The company puts up 30.3 million shares at $16.50, pricing its initial public offering at the middle of an expected range.
Merrimack, N.H.-based GT Solar International (Nasdaq: SOLR) priced 30.3 million shares at $16.50, pricing its initial public offering at the middle of an expected range.
The company's shares were at $16.21, down 1.76 percent in early morning trading.
The share sale will pull in $500 million for the company's backers, with all of the shares being sold by a holding company controlled by GFI Energy Ventures and Oaktree Capital Management.
GT Solar is expected to start trading on the Nasdaq under the symbol "SOLR."
GT Solar previously set a price range of $15.50 to $17.50 per share. The company provides manufacturing equipment and services to producers of photovoltaic wafers, cells and modules and polysilicon. It's principal products are directional solidification systems and chemical vapor deposition reactors and related equipment.
Credit Suisse and UBS Investment Bank are the lead underwriters on the share sale. The underwriters have an option to purchase an additional 4.5 million shares to cover over-allotments.

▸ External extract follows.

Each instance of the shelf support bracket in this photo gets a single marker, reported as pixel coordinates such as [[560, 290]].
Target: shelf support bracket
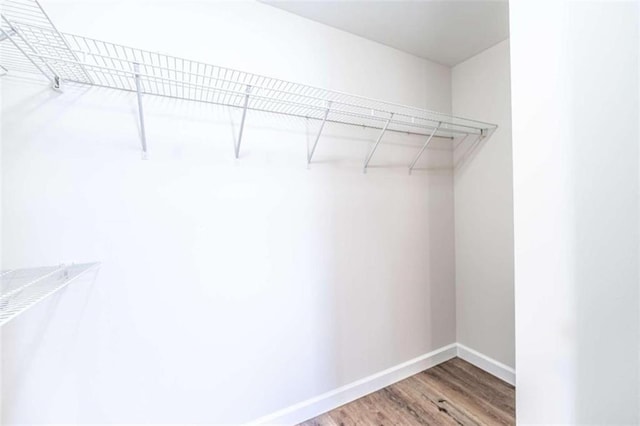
[[373, 150], [315, 144], [244, 114], [9, 35], [143, 136], [424, 147]]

The solar firm took a hit earlier this year when Changzhou, China-based Trina Solar (NYSE: TSL) canceled plans to build a $1 billion polysilicon production plant using equipment from GT Solar, saying supplies of the material have become more available (see Trina Solar drops plans for polysilicon plant). But Trina said the two companies will continue to work together.
As of March 31, the company said it had received nine orders for an aggregate of 176 chemical vapor deposition reactors from six customers. The first of the reactors were delivered in August 2007. Chemical vapor deposition reactors are used to react gases at high temperatures and pressures to produce polysilicon, the key raw material used in solar cells.